Function to spawn tasks.

TcpListener

wrapper for mio::net::TcpListener, method accept will return a Future.

TcpStream

wrapper for mio::net::TcpStream, method read and write will both return a Future.

echo server

Implemented executor, we can write a simple echo server:

// examples/async-echo

#[macro_use]
extern crate log;

use asyncio::executor::{block_on, spawn, TcpListener};
use failure::Error;

fn main() -> Result<(), Error> {
    env_logger::init();
    block_on(
        async {
            let mut listener = TcpListener::bind(&"127.0.0.1:7878".parse()?)?;
            info!("Listening on 127.0.0.1:7878");
            while let Ok((mut stream, addr)) = listener.accept().await {
                info!("connection from {}", addr);
                spawn(
                    async move {
                        let client_hello = stream.read().await?;
                        let read_length = client_hello.len();
                        let write_length =
                            stream.write(client_hello).await?;
                        assert_eq!(read_length, write_length);
                        stream.close();
                        Ok(())
                    },
                )?;
            };
            Ok(())
        },
    )?
}

run

RUST_LOG=info cargo run --example async-echo

You can test it using telnet.

Afterword

However, to run the example metioned at the beginning, we should implement a non-blocking FS-IO based on mio and std::future.

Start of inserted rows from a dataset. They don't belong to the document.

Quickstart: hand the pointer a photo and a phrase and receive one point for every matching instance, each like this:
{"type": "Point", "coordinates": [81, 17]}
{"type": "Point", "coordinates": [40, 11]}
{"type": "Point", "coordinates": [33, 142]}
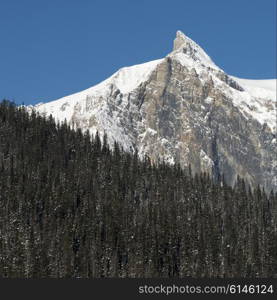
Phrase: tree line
{"type": "Point", "coordinates": [71, 206]}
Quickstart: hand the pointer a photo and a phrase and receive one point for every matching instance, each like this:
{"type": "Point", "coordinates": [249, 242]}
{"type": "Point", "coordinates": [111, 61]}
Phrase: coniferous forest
{"type": "Point", "coordinates": [72, 207]}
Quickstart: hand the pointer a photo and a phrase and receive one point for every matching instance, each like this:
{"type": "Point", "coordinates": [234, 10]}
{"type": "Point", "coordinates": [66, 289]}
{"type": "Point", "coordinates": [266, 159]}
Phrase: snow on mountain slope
{"type": "Point", "coordinates": [258, 100]}
{"type": "Point", "coordinates": [182, 108]}
{"type": "Point", "coordinates": [263, 88]}
{"type": "Point", "coordinates": [125, 79]}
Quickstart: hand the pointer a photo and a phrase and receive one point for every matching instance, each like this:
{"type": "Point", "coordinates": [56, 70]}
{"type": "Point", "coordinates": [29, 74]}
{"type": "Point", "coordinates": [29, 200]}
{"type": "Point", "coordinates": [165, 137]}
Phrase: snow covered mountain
{"type": "Point", "coordinates": [183, 108]}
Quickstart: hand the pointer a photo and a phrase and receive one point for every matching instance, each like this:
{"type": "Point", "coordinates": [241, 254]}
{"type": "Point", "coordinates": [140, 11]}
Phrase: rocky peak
{"type": "Point", "coordinates": [186, 48]}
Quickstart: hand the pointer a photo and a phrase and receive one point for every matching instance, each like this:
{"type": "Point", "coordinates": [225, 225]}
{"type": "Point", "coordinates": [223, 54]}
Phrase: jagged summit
{"type": "Point", "coordinates": [189, 52]}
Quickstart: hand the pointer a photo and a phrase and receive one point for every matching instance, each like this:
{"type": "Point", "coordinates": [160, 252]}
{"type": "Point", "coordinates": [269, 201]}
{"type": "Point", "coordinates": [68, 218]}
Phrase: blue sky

Here is the final implementation: src/fs_future.rs.

Now, let's run:

RUST_LOG=info cargo run --example file-server

Test it using telnet:

[~] telnet 127.0.0.1 7878                                                                  
Trying 127.0.0.1...
Connected to localhost.
Escape character is '^]'.
Please enter filename: examples/test.txt
Hello, World!
Connection closed by foreign host.

You can look up source code by yourself if you are interested in it.